How an old, white guy is bringing class-based politics to the Democratic primary.

One thing is immediately striking: as he addresses primary rallies across America, arms flailing like a giant bird coming in to land, snow-white hair fizzing skywards like Doc Brown’s in Back to the Future, eyes startled behind the robust spectacles he has worn since childhood, Bernie Sanders looks quite unlike any other presidential candidate.

Perhaps the surprise in those eyes is sparked by the size of the crowds Sanders has been attracting. They are enormous, rivalling the numbers who turned out for Barack Obama back in 2008, and unprecedented for a candidate who is not shy of describing himself as a socialist: 28,000 in Portland and LA, 25,000 in Boston and 15,000 in Seattle. Even in Dallas, not a renowned centre of radicalism, 8,000 turned out to “feel the Bern”.

In these days when slick suits and expensive haircuts are increasingly a turn-off for a public weary of smooth politicians they see as delivering only for the wealthy, Sanders’s persona, like that of Jeremy Corbyn, his equally unkempt British counterpart, has proved popular. But it is his message – an angry chronicling of the depredations facing so many Americans and a solid social-democratic programme for putting things right – that is really pulling in the crowds. Sanders, who is 74, and the main challenger to Hillary Clinton for the Democratic nomination, doesn’t just look different. With his confident calls for a “revolution” to break up the banks and impose higher taxes on the rich, he doesn’t sound like any other recent presidential contender, either.
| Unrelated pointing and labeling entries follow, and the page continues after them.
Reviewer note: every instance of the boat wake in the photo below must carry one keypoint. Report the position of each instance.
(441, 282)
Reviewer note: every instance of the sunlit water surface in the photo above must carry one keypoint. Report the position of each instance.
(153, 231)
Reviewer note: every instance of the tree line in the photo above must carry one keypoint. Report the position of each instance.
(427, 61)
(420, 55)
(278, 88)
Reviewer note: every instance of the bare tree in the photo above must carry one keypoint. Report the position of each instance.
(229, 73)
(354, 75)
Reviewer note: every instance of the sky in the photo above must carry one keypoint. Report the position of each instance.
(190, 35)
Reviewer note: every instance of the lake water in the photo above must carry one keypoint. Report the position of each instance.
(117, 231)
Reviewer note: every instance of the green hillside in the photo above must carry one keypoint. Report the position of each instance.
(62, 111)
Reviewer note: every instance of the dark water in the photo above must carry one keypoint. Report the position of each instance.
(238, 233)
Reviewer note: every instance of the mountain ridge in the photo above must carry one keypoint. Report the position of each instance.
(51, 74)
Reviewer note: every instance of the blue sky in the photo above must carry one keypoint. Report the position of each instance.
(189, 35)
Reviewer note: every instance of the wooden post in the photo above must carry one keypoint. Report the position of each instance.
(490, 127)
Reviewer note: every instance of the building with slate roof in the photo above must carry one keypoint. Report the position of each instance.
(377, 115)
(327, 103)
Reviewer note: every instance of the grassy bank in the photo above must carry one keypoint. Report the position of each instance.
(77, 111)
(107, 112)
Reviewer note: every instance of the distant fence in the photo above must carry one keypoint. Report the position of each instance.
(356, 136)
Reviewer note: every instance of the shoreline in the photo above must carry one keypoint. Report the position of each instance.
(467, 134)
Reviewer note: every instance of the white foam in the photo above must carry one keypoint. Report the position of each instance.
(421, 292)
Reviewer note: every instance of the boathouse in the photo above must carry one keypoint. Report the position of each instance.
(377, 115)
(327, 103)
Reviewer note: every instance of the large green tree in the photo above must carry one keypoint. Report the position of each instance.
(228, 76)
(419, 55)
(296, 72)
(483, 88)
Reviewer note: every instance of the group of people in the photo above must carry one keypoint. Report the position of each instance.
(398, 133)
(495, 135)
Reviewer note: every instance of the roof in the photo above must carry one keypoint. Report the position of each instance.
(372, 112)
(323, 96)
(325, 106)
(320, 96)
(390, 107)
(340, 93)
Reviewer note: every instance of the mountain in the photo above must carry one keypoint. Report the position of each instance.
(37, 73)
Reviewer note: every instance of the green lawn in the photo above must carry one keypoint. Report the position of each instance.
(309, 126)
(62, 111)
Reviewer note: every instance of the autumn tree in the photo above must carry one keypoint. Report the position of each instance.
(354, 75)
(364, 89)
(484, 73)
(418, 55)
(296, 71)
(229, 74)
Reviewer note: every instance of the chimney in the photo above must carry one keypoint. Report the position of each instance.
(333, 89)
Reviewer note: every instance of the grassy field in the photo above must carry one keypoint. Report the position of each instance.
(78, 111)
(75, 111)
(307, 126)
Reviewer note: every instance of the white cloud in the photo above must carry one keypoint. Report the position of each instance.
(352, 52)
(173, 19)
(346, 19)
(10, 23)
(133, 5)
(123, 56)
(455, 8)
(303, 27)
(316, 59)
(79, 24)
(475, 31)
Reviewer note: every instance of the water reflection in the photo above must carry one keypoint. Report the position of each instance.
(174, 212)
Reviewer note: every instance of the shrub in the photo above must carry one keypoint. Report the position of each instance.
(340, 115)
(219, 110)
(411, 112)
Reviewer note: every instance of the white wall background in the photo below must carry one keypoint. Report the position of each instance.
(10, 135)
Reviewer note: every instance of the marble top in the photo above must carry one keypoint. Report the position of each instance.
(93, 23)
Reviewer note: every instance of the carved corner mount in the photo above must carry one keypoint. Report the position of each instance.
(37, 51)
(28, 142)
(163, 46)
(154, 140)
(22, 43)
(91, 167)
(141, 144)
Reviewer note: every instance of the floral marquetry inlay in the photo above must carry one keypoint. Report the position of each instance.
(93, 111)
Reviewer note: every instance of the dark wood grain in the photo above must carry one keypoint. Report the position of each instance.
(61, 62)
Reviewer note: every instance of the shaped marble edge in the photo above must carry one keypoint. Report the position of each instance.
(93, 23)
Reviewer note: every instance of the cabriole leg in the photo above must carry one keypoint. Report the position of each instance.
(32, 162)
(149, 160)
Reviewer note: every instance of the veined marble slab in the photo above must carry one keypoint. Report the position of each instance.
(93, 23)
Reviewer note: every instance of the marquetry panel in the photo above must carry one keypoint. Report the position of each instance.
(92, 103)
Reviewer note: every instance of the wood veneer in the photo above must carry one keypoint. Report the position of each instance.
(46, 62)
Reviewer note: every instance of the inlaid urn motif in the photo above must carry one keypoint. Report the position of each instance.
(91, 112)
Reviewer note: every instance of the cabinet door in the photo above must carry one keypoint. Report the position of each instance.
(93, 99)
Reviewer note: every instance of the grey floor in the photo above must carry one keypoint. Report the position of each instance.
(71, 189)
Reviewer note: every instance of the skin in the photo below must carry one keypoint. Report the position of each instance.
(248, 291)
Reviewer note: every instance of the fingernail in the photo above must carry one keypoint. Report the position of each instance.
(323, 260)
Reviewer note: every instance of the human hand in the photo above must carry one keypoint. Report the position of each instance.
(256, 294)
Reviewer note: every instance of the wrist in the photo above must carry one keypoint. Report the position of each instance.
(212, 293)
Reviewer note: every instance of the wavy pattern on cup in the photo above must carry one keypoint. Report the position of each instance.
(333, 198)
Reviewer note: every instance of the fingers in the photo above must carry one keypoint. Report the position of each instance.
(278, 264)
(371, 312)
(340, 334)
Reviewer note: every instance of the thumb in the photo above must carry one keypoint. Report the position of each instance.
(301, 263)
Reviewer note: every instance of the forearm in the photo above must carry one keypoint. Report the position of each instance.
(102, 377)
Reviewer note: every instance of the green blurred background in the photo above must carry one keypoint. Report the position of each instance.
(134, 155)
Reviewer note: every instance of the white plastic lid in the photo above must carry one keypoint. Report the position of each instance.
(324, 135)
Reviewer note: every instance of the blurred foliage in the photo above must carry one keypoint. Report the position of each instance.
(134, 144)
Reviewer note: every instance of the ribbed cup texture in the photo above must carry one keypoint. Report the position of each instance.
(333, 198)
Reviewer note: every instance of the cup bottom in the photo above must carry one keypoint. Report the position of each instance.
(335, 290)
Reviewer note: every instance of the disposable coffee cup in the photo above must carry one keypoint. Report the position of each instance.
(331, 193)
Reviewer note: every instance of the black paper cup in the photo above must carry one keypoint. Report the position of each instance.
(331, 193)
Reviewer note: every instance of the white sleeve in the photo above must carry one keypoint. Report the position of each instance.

I first met Bernie Sanders in 1996. I was the publisher of his book Outsider in the House, a political autobiography that appeared the following year (and which has just been reissued by Verso with a new foreword, and more than a hint of optimism, as Outsider in the White House). The occasion was a benefit concert during his successful bid to be re-elected to the House of Representatives from the small, rural state of Vermont.

Sanders’s early years are not well documented, least of all by him. He devotes less than three of the 300 pages in Outsider to the first three decades of his life. He doesn’t much care for the “humble roots” narrative beloved of so many politicians, generally millionaires whose ancestors lived in broken-down cabins. But the raw material is certainly there. The son of Polish immigrants, Sanders grew up in a working-class Jewish family in Flatbush, Brooklyn. At home, money was tight: “Every major household purchase . . . would be accompanied by a fight between my parents as to whether we could afford it,” he wrote.
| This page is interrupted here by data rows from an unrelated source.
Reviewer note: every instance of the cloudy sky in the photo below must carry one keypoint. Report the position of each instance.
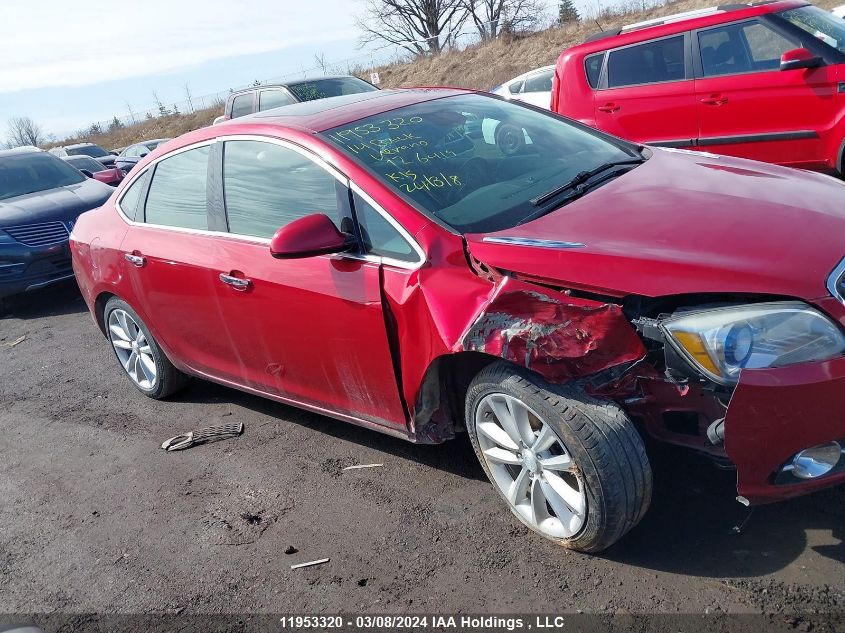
(68, 64)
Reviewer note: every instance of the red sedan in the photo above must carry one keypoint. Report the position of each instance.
(425, 262)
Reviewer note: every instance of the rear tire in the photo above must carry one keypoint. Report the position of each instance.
(138, 353)
(587, 483)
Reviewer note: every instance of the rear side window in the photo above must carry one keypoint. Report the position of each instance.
(379, 235)
(273, 99)
(593, 67)
(242, 105)
(130, 203)
(541, 82)
(178, 191)
(653, 62)
(741, 48)
(266, 186)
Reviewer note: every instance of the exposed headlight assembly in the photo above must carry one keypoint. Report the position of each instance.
(721, 342)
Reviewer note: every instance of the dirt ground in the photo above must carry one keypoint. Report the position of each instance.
(97, 519)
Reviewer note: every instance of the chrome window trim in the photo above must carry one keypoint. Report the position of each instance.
(833, 281)
(318, 160)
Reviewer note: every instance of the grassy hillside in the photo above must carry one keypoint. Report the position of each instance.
(482, 67)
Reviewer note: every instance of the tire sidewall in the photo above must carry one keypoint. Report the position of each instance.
(158, 356)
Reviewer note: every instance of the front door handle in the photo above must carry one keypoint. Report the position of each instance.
(236, 282)
(135, 260)
(610, 108)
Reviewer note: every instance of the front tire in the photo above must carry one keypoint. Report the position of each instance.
(571, 467)
(138, 353)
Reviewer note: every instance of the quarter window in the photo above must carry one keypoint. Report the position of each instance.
(242, 105)
(131, 200)
(653, 62)
(267, 186)
(380, 237)
(177, 194)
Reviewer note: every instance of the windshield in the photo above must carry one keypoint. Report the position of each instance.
(27, 173)
(322, 88)
(829, 28)
(88, 150)
(86, 162)
(477, 163)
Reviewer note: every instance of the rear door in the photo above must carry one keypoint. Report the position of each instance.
(647, 93)
(310, 330)
(748, 107)
(168, 258)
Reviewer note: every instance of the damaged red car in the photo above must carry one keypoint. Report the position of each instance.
(426, 262)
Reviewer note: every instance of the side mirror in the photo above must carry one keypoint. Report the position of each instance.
(799, 58)
(312, 235)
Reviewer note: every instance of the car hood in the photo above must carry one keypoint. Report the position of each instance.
(63, 204)
(685, 222)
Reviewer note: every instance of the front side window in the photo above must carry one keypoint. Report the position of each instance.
(653, 62)
(380, 237)
(486, 180)
(266, 186)
(37, 171)
(333, 87)
(273, 99)
(741, 48)
(242, 105)
(825, 26)
(177, 195)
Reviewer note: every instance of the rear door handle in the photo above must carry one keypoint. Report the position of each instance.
(135, 260)
(236, 282)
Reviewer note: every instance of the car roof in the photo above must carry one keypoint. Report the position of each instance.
(680, 22)
(322, 114)
(23, 149)
(294, 82)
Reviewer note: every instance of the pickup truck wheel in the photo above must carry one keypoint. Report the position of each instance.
(571, 467)
(149, 370)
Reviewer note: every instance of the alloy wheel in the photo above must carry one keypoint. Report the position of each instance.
(132, 349)
(531, 466)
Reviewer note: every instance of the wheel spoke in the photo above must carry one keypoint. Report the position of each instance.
(557, 462)
(496, 434)
(574, 499)
(519, 487)
(502, 456)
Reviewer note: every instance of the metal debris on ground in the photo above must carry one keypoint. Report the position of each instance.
(210, 434)
(310, 563)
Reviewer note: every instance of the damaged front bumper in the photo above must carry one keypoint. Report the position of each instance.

It was an achievement to gain admission to the University of Chicago, and though he described himself as “not a good student”, that was a result of sacrificing coursework to the cause of social activism. He settled permanently in Vermont at the age of 27, having bought an 85-acre farm in the north of the state for $2,500. Four years later he moved to Burlington, the state capital, where he became involved in city politics, at first in the tiny Liberty Union Party and then as an independent. In 1981 he was inaugurated as mayor and commenced a series of tilts at the state’s congressional seat. He finally entered the House of Representatives in 1991 – the first independent candidate to enter Congress in 40 years.
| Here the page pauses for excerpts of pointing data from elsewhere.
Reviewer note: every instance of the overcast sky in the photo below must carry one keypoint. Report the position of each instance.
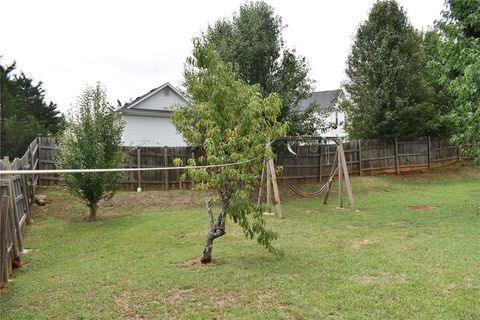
(134, 46)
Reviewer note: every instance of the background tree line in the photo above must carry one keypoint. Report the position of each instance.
(24, 111)
(402, 82)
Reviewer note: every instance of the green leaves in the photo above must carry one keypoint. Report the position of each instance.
(251, 43)
(390, 88)
(232, 123)
(24, 112)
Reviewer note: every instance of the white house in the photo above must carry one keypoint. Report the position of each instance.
(327, 103)
(148, 118)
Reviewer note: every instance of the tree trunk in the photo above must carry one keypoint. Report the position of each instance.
(93, 212)
(217, 229)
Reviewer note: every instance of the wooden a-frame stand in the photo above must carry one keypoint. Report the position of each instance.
(340, 164)
(268, 172)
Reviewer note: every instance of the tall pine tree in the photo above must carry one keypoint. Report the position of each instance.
(24, 112)
(252, 43)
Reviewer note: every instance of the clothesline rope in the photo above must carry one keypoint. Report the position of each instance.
(59, 171)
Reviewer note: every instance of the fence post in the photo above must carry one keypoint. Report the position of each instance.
(360, 164)
(397, 164)
(429, 150)
(139, 176)
(166, 165)
(320, 164)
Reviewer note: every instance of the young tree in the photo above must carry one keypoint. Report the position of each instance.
(252, 42)
(388, 88)
(232, 123)
(24, 112)
(460, 69)
(92, 140)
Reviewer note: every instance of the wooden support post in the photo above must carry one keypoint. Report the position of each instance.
(165, 161)
(139, 173)
(4, 200)
(26, 200)
(429, 150)
(262, 182)
(360, 161)
(15, 231)
(269, 188)
(275, 189)
(332, 170)
(320, 164)
(340, 173)
(346, 176)
(397, 163)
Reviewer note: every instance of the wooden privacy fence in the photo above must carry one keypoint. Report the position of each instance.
(313, 161)
(16, 196)
(366, 157)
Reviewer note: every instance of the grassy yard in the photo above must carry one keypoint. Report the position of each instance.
(411, 252)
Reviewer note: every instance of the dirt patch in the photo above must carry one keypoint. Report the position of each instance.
(179, 295)
(361, 243)
(221, 299)
(195, 262)
(384, 278)
(264, 298)
(125, 304)
(310, 212)
(420, 207)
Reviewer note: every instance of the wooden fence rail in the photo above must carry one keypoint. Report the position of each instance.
(312, 162)
(16, 196)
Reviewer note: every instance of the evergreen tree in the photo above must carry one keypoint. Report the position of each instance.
(460, 69)
(388, 81)
(232, 123)
(24, 113)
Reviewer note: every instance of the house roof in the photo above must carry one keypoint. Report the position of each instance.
(127, 107)
(322, 99)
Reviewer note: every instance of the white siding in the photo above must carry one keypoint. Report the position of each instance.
(150, 131)
(164, 99)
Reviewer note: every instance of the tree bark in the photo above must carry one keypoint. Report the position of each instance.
(93, 212)
(216, 230)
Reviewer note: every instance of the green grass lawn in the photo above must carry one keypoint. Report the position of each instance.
(411, 252)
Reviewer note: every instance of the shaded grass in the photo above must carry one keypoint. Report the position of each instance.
(387, 261)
By the time I encountered him, Sanders was seeking to defend his seat for the third time. The concert where we met was taking place in an old art-deco theatre in Brattleboro, perhaps the most hippiefied community in a state where tie-dye remains as ubiquitous as dairy herds. It was headlined by Pete Seeger, who ran through a panoply from his folk songbook to a packed crowd that knew all the words.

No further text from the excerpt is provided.